Mira menghela nafas panjang, ia kembali mengatur pernafasan nya. "Tidak ada masalah apa apa Bayu, aku baik baik saja, aku cuman lelah saja, wajar kan kalau manusia merasa lelah," ucap Mira, ia mendongakkan wajahnya ke depan, memandang hamparan bunga bunga taman.
"M" Bayu mengangguk-angguk.
"Mir, aku bisa tanya sesuatu tidak?" ucap Bayu hati-hati, kedua tangannya saling meremas satu sama lain.
"Ya, tanya saja," ucap Mira singkat.
"Kamu sama gading beneran pacaran?" Ucap Bayu perlahan, Mira menatap Bayu sesaat, sorot mata Bayu sangat tajam sehingga Mira tidak mampu menatapnya berlama-lama, terlebih dirinya sadar Bayu bukanlah mahramnya, jadi tidak halal baginya untuk memandangnya lama-lama, meskipun dirinya sangat ingin.
"Tidak, aku dan gading tidak pacaran. Aku saja tidak tahu kenapa dia selalu mengatakan kalau kamu pacaran. Mungkin dia tidak ada orang yang pas untuk dia bully, jadilah aku yang dia bully," sahut Mira tersenyum kecut, ekspresi nya datar.

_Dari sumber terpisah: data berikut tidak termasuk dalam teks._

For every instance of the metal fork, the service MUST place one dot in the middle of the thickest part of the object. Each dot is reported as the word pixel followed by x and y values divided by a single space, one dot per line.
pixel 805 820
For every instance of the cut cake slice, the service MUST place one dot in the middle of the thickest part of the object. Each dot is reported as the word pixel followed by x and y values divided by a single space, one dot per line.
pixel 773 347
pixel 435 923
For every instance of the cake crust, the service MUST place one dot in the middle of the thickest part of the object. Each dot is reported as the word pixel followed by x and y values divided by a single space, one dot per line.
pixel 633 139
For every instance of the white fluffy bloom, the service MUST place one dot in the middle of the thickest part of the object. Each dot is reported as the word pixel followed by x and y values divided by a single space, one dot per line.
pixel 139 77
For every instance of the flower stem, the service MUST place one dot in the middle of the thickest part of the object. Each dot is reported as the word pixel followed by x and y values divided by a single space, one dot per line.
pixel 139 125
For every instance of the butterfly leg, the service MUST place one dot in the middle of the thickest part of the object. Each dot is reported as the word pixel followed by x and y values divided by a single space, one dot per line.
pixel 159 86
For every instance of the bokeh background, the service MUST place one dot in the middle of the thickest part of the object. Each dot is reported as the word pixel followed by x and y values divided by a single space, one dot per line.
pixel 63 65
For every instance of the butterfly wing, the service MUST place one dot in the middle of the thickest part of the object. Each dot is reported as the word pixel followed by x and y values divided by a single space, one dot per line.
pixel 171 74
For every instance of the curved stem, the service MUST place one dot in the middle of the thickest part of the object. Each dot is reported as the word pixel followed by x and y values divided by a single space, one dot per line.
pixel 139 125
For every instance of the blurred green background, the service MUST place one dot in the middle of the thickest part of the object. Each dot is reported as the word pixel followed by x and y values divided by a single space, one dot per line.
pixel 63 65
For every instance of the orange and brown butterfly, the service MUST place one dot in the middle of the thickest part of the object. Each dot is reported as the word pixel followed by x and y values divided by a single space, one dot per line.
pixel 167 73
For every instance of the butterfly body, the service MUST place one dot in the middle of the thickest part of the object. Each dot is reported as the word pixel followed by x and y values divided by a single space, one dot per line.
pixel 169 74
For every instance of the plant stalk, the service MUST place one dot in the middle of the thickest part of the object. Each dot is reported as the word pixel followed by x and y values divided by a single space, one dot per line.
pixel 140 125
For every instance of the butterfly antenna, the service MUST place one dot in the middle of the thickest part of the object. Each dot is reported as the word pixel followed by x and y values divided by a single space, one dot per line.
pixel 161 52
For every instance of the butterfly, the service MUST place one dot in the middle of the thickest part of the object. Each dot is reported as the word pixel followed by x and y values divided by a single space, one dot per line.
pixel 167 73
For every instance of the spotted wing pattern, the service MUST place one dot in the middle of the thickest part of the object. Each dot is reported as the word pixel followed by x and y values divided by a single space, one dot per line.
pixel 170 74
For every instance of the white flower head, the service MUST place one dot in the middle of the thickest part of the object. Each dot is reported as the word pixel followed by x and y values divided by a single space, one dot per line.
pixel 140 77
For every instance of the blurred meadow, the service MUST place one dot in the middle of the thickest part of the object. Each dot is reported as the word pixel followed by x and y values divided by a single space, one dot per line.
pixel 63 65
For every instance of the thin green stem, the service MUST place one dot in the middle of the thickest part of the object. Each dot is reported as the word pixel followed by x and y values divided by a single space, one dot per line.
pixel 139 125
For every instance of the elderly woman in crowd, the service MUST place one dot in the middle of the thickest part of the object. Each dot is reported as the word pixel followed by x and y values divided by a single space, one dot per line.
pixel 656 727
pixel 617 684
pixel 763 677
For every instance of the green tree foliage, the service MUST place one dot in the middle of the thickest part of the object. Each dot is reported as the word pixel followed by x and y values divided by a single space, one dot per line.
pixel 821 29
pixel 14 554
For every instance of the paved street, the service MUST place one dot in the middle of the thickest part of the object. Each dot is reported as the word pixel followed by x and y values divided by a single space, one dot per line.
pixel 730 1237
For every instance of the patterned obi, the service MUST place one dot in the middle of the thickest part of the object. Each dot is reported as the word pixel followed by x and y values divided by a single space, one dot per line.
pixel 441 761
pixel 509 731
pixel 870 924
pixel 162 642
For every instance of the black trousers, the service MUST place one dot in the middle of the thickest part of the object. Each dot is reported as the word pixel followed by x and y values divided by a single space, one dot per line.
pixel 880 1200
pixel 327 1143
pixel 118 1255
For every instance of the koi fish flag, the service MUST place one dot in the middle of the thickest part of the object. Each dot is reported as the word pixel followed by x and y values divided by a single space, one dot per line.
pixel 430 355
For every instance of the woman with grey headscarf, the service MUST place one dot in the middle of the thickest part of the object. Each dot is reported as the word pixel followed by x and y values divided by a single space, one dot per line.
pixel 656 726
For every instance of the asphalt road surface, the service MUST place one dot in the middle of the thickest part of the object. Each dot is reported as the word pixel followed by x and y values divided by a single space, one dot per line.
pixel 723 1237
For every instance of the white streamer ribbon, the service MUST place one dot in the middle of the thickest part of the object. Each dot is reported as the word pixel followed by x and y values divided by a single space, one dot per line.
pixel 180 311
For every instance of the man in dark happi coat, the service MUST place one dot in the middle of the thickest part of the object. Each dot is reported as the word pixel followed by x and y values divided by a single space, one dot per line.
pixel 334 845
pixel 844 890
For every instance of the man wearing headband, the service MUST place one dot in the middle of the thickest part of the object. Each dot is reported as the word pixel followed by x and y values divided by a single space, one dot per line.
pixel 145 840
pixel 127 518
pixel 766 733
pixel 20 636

"Kalau misalkan Gading beneran suka sama kamu, terus ngajak kamu pacaran bagaimana?" tanya Gading.
"Saya tidak menganut sistem pacar-pacaran Bay, stay halal aja. Saya punya banyak cita-cita yang harus di raih, jadi aku mau fokus ngejar cita-cita aja, untuk urusan cinta-cintaan belakangan saja," ucap Mira.
"Kalau aku yang ngajak, bagaimana?" ucap Gading spontan, yang membuat Mira terkejut dan mengalihkan pandangannya dari taman kepada wajah Bayu. Pandangan mereka saling beradu seperkian detik, sorot mata Mira penuh tanda tanya sedangkan sorot mata Bayu penuh harap. Namun, lagi-lagi Mira menundukkan pandangannya terlebih dahulu. Sambil beristighfar.
"Astaghfirullah,"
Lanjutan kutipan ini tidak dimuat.